In deze uitspraak van de Rechtbank Oost-Brabant, gedaan op 8 februari 2023, heeft de voorzieningenrechter het verzoek om een voorlopige voorziening afgewezen. Verzoekers, die een last tot verwijdering van een dierenverblijf wilden laten uitvoeren, stelden dat er een spoedeisend belang was bij onmiddellijke verwijdering. De voorzieningenrechter oordeelde echter dat het spoedeisende belang gering was, aangezien er op dat moment geen dieren in het dierenverblijf aanwezig waren. Bovendien zou het verwijderen van het dierenverblijf een situatie creëren die minder gemakkelijk om te keren is.

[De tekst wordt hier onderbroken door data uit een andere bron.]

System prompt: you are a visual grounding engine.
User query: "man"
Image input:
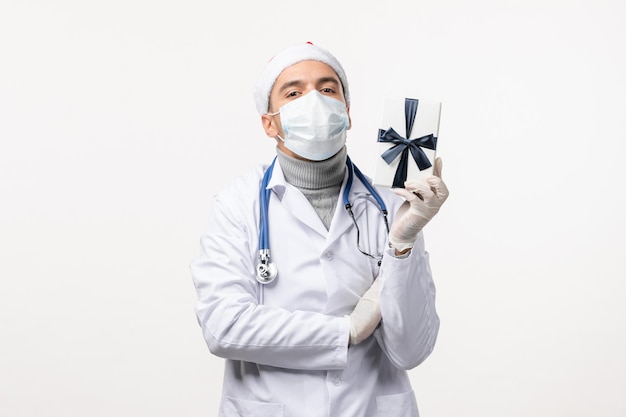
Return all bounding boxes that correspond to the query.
[192,44,448,417]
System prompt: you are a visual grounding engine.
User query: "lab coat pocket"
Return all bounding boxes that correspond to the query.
[376,391,419,417]
[220,397,285,417]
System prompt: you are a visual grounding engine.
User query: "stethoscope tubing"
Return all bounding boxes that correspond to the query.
[257,157,389,284]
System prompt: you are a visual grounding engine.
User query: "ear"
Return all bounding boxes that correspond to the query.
[261,114,279,138]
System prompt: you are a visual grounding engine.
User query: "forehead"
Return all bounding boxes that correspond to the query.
[272,61,341,91]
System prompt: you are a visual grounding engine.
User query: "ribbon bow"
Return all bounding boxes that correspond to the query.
[378,98,437,188]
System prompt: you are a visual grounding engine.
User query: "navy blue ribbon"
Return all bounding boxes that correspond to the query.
[378,98,437,188]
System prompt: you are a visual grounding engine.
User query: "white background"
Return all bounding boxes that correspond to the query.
[0,0,626,417]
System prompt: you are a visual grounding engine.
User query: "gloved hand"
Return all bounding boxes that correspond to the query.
[348,279,381,345]
[389,158,448,252]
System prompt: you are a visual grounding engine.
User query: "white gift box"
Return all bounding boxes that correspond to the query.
[372,98,441,187]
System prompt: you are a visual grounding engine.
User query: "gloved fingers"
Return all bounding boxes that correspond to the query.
[426,175,449,202]
[433,158,443,178]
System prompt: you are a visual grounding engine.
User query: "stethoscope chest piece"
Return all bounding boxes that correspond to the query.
[256,260,278,284]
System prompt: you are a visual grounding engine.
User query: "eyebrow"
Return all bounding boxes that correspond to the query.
[279,77,341,92]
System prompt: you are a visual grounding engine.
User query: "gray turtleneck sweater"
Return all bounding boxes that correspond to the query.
[276,146,347,230]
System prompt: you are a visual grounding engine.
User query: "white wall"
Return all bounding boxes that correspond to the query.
[0,0,626,417]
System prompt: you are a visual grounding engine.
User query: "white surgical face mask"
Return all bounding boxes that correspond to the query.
[270,90,350,161]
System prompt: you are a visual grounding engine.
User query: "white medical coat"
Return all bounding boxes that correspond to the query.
[191,162,439,417]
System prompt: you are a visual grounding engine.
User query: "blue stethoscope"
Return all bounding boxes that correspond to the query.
[256,157,389,284]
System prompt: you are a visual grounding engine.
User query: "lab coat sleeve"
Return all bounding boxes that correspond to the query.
[375,233,439,370]
[191,187,350,370]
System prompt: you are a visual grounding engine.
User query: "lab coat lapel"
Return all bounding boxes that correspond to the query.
[327,172,369,245]
[268,164,328,237]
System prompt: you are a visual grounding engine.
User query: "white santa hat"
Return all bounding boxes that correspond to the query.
[254,42,350,115]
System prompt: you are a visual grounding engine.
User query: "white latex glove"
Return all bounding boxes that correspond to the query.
[348,279,381,345]
[389,158,448,252]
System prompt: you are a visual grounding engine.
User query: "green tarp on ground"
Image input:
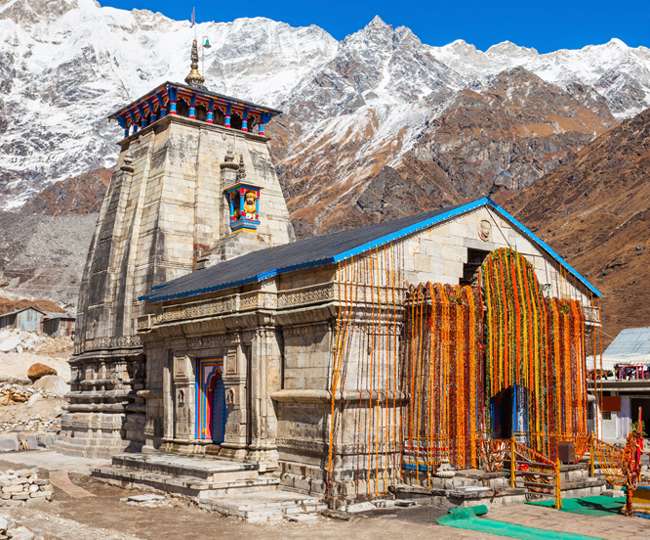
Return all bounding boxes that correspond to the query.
[527,495,625,516]
[436,505,595,540]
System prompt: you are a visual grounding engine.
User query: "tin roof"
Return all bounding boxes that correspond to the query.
[140,197,601,302]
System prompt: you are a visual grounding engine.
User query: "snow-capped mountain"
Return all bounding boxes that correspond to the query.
[0,0,338,208]
[0,0,650,215]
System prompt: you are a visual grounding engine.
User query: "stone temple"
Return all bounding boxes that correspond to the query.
[59,39,600,506]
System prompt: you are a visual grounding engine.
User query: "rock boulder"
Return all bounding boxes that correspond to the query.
[34,375,70,396]
[27,362,57,382]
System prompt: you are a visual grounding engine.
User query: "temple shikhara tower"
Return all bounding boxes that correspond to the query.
[61,40,293,456]
[59,32,624,508]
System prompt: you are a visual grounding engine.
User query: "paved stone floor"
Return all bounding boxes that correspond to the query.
[0,453,650,540]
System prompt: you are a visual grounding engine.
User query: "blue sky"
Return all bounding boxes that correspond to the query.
[99,0,650,52]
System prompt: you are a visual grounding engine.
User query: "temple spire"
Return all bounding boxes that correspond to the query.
[185,38,206,89]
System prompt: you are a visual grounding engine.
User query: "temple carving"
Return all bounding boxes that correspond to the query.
[59,32,601,508]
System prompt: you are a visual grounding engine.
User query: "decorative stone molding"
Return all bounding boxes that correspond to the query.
[151,295,239,327]
[278,283,336,308]
[75,336,142,354]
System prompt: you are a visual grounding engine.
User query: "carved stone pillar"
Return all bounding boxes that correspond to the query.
[219,334,248,461]
[248,326,282,470]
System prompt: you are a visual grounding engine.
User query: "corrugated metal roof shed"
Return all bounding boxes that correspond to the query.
[587,327,650,370]
[603,327,650,361]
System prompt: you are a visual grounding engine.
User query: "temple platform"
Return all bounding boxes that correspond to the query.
[92,453,325,523]
[92,453,279,498]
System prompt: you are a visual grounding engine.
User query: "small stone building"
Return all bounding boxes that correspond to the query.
[43,313,76,337]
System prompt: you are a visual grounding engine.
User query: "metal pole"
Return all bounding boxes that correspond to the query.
[510,435,517,488]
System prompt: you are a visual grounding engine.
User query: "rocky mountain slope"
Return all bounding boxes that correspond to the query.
[498,110,650,340]
[0,0,650,312]
[0,169,111,306]
[0,0,650,213]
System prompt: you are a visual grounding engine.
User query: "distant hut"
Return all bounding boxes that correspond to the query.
[43,313,75,337]
[0,299,75,336]
[0,306,46,333]
[587,327,650,442]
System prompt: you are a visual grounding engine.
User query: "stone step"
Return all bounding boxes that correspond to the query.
[92,467,280,498]
[199,490,327,523]
[112,454,259,482]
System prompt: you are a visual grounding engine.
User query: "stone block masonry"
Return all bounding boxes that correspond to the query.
[0,469,52,507]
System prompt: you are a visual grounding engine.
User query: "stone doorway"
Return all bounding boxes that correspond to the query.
[195,358,228,444]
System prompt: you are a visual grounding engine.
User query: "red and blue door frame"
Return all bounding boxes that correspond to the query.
[194,358,228,444]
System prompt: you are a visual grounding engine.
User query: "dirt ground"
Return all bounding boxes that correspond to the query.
[0,352,70,381]
[0,452,650,540]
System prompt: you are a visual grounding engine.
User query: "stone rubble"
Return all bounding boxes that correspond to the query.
[120,493,170,508]
[0,469,53,506]
[0,514,43,540]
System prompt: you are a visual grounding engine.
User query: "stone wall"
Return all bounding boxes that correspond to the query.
[0,469,52,507]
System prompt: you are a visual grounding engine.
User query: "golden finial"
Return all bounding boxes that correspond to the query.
[185,38,205,88]
[237,154,246,180]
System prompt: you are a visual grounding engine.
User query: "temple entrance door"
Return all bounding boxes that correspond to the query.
[210,372,228,444]
[196,360,227,444]
[490,386,513,439]
[490,384,529,439]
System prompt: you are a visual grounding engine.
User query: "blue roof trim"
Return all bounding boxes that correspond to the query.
[334,197,491,262]
[144,197,602,302]
[487,199,603,298]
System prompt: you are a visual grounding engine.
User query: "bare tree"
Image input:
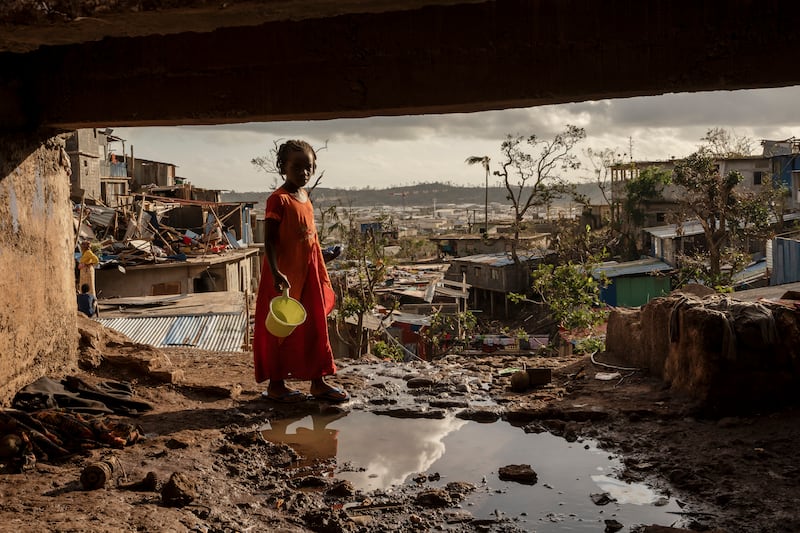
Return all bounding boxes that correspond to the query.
[494,125,586,263]
[698,128,755,158]
[250,139,328,196]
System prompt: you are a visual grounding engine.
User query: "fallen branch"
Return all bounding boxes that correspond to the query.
[590,351,641,372]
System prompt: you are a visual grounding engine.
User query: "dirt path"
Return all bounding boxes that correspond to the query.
[0,320,800,532]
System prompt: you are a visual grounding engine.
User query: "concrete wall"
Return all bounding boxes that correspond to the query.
[0,135,78,405]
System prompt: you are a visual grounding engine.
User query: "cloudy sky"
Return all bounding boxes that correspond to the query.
[114,86,800,192]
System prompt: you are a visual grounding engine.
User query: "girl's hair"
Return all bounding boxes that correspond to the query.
[275,139,317,174]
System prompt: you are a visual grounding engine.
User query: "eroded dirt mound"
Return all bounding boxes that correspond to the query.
[0,322,800,532]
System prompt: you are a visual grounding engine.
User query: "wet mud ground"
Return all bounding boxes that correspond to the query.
[0,330,800,533]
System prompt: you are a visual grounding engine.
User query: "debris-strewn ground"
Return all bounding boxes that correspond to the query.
[0,318,800,532]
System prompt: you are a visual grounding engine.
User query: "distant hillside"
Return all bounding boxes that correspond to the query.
[222,183,603,209]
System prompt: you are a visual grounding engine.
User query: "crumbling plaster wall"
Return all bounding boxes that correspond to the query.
[0,135,78,405]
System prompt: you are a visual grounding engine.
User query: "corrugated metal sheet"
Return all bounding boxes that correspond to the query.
[97,313,247,352]
[453,249,545,267]
[644,213,800,239]
[644,221,703,239]
[592,258,672,278]
[770,237,800,285]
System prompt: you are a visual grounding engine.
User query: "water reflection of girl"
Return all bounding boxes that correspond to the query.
[263,412,347,475]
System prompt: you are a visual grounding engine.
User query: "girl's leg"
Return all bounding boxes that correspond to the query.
[267,379,293,398]
[309,377,350,402]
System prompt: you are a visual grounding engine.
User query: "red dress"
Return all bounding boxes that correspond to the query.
[253,187,336,383]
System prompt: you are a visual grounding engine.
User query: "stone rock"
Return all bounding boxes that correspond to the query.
[415,489,453,507]
[326,479,356,498]
[406,378,434,389]
[161,472,197,507]
[498,465,539,485]
[511,370,531,392]
[589,492,617,505]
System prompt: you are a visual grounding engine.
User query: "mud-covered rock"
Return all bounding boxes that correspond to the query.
[415,489,453,507]
[161,472,197,507]
[498,465,539,485]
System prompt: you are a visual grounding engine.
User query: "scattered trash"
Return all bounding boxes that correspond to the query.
[594,372,622,381]
[81,457,123,490]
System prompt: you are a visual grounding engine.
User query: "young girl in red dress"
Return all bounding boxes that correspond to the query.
[253,140,349,403]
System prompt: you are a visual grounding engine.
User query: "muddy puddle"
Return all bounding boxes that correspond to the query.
[264,411,682,532]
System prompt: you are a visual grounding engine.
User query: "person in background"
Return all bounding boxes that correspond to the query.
[78,241,100,298]
[78,283,97,318]
[253,140,350,403]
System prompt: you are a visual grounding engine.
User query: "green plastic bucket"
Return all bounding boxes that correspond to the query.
[266,289,306,337]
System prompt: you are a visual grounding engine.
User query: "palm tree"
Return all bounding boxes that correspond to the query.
[464,155,489,233]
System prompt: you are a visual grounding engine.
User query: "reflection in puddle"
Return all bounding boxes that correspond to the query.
[264,411,680,532]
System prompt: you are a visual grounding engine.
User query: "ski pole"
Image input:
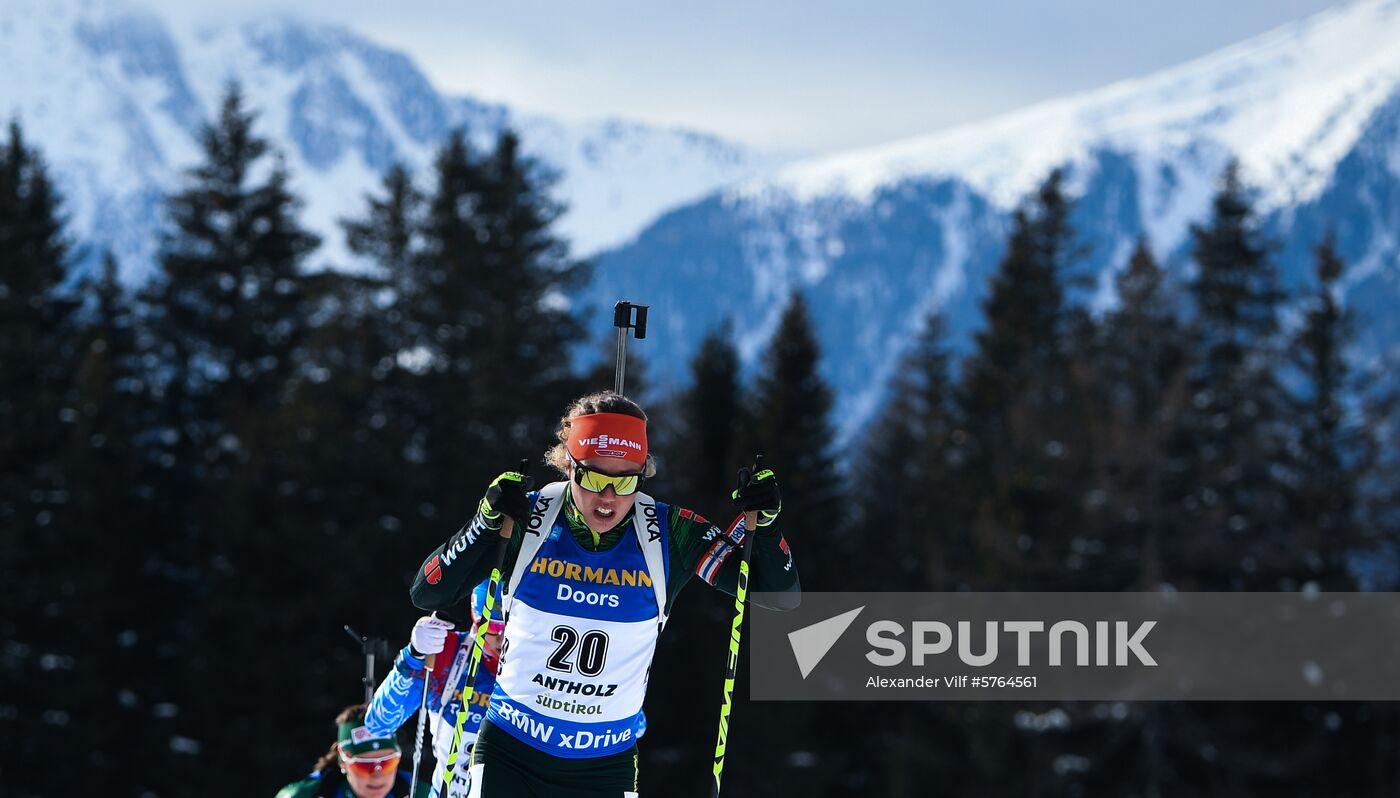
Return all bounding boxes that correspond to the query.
[710,455,763,798]
[442,458,529,795]
[613,300,651,396]
[409,612,434,798]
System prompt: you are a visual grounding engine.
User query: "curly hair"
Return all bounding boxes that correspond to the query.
[545,391,657,479]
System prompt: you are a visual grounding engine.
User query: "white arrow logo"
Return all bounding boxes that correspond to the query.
[788,606,865,679]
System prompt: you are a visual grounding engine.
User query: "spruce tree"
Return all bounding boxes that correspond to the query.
[669,322,752,524]
[853,312,972,591]
[739,291,844,576]
[143,87,320,781]
[0,122,77,529]
[400,130,585,518]
[959,171,1088,589]
[1175,164,1282,589]
[1288,235,1379,591]
[1086,239,1187,589]
[0,122,84,794]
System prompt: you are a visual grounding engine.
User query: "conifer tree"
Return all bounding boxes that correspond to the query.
[671,322,744,524]
[1175,164,1299,589]
[739,291,844,576]
[853,312,970,591]
[0,116,86,794]
[143,87,323,780]
[0,122,77,529]
[1086,239,1187,589]
[1288,229,1379,591]
[402,126,585,518]
[959,171,1088,589]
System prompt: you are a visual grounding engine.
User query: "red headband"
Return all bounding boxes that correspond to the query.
[568,413,647,466]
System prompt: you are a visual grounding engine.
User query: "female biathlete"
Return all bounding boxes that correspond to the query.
[412,392,801,798]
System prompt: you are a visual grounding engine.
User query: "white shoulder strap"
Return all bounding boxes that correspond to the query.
[633,493,666,627]
[501,482,568,599]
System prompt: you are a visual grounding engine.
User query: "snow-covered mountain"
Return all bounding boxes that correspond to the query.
[598,0,1400,433]
[0,0,781,279]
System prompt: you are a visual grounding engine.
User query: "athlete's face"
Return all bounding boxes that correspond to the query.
[568,458,641,532]
[342,750,398,798]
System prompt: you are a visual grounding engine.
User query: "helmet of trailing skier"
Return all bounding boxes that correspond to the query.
[472,580,505,634]
[336,704,399,798]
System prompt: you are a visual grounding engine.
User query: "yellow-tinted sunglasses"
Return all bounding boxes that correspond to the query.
[570,458,641,496]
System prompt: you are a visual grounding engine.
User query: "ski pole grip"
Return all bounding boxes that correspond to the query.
[743,455,763,533]
[501,458,529,540]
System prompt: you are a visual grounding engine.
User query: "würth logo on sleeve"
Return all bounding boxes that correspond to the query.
[423,554,442,585]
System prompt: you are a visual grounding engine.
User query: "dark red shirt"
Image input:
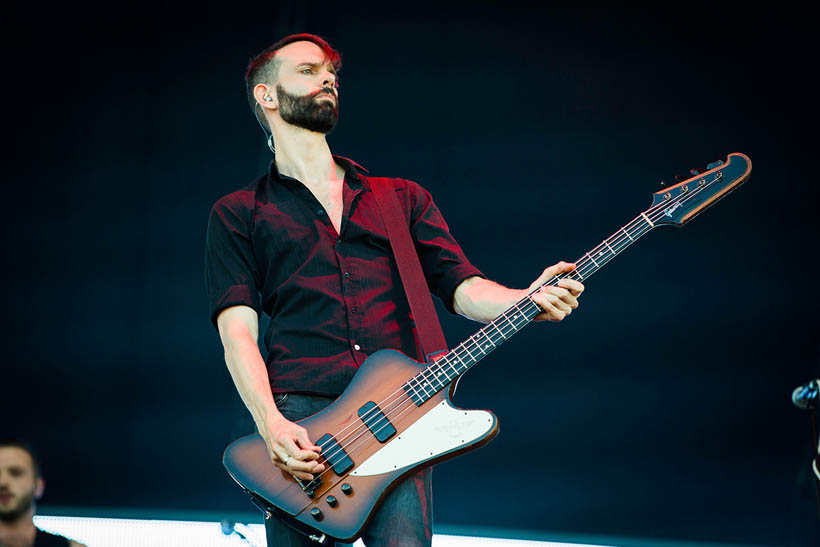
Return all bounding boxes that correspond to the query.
[206,156,483,396]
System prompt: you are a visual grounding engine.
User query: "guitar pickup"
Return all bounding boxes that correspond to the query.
[316,433,353,477]
[359,401,396,443]
[293,475,322,499]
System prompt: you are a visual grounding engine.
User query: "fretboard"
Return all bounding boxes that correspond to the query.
[403,212,655,405]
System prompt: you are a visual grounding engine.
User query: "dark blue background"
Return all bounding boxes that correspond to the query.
[0,2,820,545]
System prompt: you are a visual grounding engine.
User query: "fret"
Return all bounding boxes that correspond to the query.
[478,327,495,354]
[431,359,452,383]
[487,321,507,345]
[461,344,476,361]
[499,312,517,331]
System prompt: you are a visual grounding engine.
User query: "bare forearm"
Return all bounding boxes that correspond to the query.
[223,318,282,427]
[453,277,527,323]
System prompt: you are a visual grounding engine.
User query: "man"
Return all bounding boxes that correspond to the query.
[206,34,584,547]
[0,441,85,547]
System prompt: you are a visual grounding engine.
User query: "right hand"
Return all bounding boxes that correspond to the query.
[259,418,325,481]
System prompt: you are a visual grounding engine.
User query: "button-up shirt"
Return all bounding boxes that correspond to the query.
[206,156,483,396]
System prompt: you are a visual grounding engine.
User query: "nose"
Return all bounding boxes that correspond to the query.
[322,72,336,88]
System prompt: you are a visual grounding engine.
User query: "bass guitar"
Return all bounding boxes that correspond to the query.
[223,153,752,542]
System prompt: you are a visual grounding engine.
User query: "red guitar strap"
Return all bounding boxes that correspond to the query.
[367,177,447,360]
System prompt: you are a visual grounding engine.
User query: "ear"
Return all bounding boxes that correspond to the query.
[34,477,46,500]
[253,84,279,111]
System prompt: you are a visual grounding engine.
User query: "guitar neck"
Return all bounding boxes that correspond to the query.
[404,209,655,405]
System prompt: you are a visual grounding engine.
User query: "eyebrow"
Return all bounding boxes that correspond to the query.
[296,61,336,74]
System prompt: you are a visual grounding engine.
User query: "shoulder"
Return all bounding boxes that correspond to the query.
[210,176,266,224]
[367,177,432,204]
[212,177,266,216]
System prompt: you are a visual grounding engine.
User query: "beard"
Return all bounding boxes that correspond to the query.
[0,490,34,522]
[276,84,339,134]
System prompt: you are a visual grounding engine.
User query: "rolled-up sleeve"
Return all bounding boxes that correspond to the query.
[205,191,262,327]
[403,181,486,313]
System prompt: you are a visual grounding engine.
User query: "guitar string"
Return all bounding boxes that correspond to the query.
[304,174,717,474]
[310,174,719,476]
[308,179,717,480]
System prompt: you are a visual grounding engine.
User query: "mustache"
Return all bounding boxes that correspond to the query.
[310,87,339,100]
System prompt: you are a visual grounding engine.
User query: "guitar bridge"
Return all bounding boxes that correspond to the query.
[293,477,322,499]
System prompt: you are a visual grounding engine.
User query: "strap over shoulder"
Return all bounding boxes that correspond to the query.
[367,177,447,359]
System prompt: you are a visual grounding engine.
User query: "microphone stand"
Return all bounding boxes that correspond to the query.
[792,380,820,518]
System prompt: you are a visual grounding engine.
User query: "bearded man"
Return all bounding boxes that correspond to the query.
[0,441,85,547]
[206,34,584,547]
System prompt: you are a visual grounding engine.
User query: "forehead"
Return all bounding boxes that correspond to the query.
[276,41,328,65]
[0,446,34,469]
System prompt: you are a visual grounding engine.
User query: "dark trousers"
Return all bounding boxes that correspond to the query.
[265,393,433,547]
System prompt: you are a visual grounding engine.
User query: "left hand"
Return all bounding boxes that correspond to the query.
[528,262,584,321]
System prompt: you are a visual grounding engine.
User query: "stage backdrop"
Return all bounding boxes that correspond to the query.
[0,2,820,545]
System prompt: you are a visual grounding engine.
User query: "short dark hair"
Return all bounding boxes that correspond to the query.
[0,439,42,477]
[245,33,342,130]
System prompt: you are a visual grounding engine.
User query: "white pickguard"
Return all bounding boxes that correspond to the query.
[350,400,494,476]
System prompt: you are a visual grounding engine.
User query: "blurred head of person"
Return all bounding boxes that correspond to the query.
[0,440,45,522]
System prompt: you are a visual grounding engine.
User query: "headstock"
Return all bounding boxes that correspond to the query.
[644,152,752,226]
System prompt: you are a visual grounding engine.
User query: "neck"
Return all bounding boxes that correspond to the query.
[271,120,337,185]
[0,504,37,545]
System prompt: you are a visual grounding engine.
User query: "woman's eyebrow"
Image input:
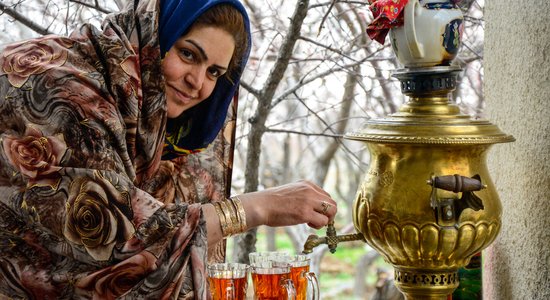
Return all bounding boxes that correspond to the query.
[185,39,227,71]
[185,39,208,60]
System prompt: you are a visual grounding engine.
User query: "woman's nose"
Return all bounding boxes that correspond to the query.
[185,66,206,90]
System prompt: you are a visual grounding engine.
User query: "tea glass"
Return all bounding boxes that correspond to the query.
[287,254,319,300]
[248,251,290,266]
[249,252,296,300]
[207,263,250,300]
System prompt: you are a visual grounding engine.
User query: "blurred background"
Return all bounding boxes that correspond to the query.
[0,0,484,299]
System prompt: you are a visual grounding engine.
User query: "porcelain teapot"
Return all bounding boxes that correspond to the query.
[390,0,464,68]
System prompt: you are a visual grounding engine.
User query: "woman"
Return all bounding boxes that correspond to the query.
[0,0,336,299]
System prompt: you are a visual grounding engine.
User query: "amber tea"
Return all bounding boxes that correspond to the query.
[207,263,249,300]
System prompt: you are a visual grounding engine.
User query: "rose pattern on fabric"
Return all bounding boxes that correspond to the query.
[63,172,135,261]
[75,251,157,299]
[0,36,72,88]
[2,127,67,189]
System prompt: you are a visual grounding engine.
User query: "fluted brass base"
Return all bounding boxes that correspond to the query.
[395,267,459,300]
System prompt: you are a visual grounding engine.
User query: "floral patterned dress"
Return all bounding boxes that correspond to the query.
[0,1,234,299]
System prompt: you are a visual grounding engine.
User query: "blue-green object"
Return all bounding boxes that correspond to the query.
[453,252,483,300]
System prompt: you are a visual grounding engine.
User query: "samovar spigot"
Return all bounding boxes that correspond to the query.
[302,221,363,254]
[426,174,487,226]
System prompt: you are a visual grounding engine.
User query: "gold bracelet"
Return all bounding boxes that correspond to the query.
[230,196,247,232]
[212,202,229,237]
[220,200,240,236]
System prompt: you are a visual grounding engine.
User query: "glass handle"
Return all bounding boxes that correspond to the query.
[283,279,296,300]
[305,272,320,300]
[225,280,235,300]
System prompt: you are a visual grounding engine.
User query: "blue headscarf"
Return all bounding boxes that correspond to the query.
[159,0,251,159]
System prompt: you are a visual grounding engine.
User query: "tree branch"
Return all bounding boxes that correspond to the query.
[69,0,112,14]
[0,2,52,35]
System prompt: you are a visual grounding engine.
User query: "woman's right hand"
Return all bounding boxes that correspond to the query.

De voorzieningenrechter wees erop dat het college van burgemeester en wethouders van Bergeijk een te lange termijn had gegeven voor de verwijdering van het dierenverblijf en dat deze fout in het besluit op bezwaar hersteld moest worden. De voorzieningenrechter benadrukte dat de lengte van de begunstigingstermijn niet afhankelijk had mogen zijn van een uitspraak in een andere procedure, maar moest worden vastgesteld op basis van de tijd die nodig was om het dierenverblijf te verwijderen.
Uiteindelijk concludeerde de voorzieningenrechter dat, gelet op de belangen van alle partijen, er op dat moment geen noodzaak was voor een voorlopige voorziening. Het verzoek werd afgewezen, en verzoekers kregen geen recht op vergoeding van proceskosten of griffierecht. De uitspraak is openbaar gedaan en er staat geen hoger beroep open tegen deze beslissing.